Wednesday, May 21, 2014

An Oola Reminder

 
 
 
 

 
 
So today I had a good reminder of how easy it is to slip into old habits.  To look into the "rear-view" mirror of my life, if you will.  One of the thing that Oola teaches is don't look back.  Sometimes you hear things and it "clicks" right away; sounds good.  However, putting it into practice can often times be so much more difficult. 
 
 Today, I did something that was pretty "un-Oola".  I looked in that rear-view mirror. Now, rear-view mirrors have a saying on them -- "objects in mirror are closer than they appear" -- the car manufacturers got that right!  I looked in that mirror and you know what I saw?  Lack of trust.  Yes, that's a biggie for me and that is something that has been looming large for a long time.  You see, my experiences in life have led me to a place of distrust.  Something that is there but not reasonable to continue to look at -- Why?  It's behind me.  It looms large and is close to me.  Yet, it is in my rear-view mirror. 

Let's face it, if I'm a Christian, I have chosen to trust God.  Yet, today my trust went flying out the window.  What happened?  I looked back.  I didn't look ahead.  If I looked forward you know what I'd see?  A new view!  Something wonderful -- exciting -- fun!  Hills and curves -- things that I can't even comprehend that are waiting around the bend.  And yet, I made a decision -- consciously or not -- to look behind.  To see what I saw for years; those skeletons that were waving and saying, "Hey there....it's me!    Where've you been, old friend?"
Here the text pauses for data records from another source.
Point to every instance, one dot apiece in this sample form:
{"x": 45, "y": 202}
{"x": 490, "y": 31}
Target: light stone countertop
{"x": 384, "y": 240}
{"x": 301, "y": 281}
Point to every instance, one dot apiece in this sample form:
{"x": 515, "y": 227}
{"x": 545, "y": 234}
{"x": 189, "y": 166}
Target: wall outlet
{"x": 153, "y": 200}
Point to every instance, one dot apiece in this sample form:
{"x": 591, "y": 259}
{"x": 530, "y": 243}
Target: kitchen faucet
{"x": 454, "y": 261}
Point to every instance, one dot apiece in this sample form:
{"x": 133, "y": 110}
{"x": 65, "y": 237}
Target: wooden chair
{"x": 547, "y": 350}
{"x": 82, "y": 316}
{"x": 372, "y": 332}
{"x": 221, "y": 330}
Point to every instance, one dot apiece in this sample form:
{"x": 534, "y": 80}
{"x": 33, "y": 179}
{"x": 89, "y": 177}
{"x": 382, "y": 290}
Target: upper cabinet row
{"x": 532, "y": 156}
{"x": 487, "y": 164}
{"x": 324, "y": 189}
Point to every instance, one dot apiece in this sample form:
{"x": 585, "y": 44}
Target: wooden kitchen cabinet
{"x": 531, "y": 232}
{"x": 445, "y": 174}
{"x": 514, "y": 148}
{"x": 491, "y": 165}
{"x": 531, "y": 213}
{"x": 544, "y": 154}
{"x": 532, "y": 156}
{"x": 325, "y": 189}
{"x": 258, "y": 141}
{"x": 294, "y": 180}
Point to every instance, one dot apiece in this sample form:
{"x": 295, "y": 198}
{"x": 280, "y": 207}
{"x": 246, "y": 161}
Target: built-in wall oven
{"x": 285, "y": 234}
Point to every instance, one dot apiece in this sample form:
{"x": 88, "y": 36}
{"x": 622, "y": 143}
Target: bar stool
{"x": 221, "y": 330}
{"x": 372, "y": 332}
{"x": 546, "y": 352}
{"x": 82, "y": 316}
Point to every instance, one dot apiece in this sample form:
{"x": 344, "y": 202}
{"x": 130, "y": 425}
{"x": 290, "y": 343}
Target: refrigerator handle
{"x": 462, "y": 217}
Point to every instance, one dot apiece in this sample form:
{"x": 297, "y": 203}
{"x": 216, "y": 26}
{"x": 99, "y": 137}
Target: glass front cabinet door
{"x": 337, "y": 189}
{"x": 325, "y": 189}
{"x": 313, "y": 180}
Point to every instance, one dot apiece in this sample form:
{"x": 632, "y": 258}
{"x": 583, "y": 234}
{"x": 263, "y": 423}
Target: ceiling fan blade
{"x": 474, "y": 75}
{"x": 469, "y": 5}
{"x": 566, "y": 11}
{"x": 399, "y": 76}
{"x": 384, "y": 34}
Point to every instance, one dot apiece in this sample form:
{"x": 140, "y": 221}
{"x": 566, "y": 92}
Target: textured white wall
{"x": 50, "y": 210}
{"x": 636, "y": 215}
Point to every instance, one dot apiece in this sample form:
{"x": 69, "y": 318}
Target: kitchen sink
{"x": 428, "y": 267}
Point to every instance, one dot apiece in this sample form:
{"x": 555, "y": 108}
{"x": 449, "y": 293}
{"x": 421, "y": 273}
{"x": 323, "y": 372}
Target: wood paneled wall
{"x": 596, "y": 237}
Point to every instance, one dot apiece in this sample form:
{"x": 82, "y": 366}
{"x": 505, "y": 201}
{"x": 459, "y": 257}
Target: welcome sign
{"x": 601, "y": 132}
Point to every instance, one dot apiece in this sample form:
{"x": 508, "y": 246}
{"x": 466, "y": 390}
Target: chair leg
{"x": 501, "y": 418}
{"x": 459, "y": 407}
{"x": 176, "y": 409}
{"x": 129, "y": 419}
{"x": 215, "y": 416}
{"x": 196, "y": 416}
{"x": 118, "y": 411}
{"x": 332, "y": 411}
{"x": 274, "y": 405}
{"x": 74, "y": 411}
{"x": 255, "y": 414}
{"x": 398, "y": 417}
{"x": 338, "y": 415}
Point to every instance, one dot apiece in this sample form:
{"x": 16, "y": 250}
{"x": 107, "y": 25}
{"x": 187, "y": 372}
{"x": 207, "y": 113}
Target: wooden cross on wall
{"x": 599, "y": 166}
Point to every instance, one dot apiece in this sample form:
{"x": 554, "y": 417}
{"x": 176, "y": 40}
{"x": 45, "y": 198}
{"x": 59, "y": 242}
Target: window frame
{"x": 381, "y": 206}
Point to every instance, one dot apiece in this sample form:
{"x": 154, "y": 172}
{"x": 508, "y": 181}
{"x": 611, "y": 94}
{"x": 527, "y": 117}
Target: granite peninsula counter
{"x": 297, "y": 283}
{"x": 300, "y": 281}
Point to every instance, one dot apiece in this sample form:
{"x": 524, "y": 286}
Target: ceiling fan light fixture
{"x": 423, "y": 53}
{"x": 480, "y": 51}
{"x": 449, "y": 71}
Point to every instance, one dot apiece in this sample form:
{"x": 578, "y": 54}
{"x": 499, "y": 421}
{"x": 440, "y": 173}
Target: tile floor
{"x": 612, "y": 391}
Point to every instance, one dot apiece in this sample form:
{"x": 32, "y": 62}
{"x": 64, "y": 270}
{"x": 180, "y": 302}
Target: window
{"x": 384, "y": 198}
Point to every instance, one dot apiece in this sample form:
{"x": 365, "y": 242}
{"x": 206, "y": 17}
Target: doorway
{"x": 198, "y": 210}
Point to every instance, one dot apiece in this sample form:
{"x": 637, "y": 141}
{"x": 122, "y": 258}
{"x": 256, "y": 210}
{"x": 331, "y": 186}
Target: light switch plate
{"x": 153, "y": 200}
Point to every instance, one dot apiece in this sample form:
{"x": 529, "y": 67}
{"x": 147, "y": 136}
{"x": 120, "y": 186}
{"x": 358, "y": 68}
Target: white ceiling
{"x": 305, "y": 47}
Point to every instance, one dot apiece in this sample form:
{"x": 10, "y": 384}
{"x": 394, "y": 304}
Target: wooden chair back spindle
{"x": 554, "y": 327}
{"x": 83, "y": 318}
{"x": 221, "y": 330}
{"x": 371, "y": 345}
Truth is, those skeletons aren't my friends.  They're scary and dirty and a shell of who I am now.  I am so not what those skeletons represent.  Yet, I allowed them to take over my thinking for just long enough to trip me up.  I allowed them to creep back into my mind.

So, today I have vowed to look forward.  I know on this journey I will take "missteps."  It's bound to happen.  I wouldn't be human if it didn't.  But the best thing about looking back?  I can see how far I've come.  I am moving forward.  I am working hard to become a different person.  I may not be there yet, but I am getting there.  Thank you, Oola for giving me something tangible that I can relate to -- that rearview mirror.  When I look in it, I see a past that needs to stay behind me.  My future is what lies ahead.  If I stare in that mirror too long, I'm bound to crash.  So, with the sun shining brightly in the window, it's God I choose to let be in that driver's seat.  He will guide me; safely and on a road with far less bumps than I could ever hope to navigate by myself.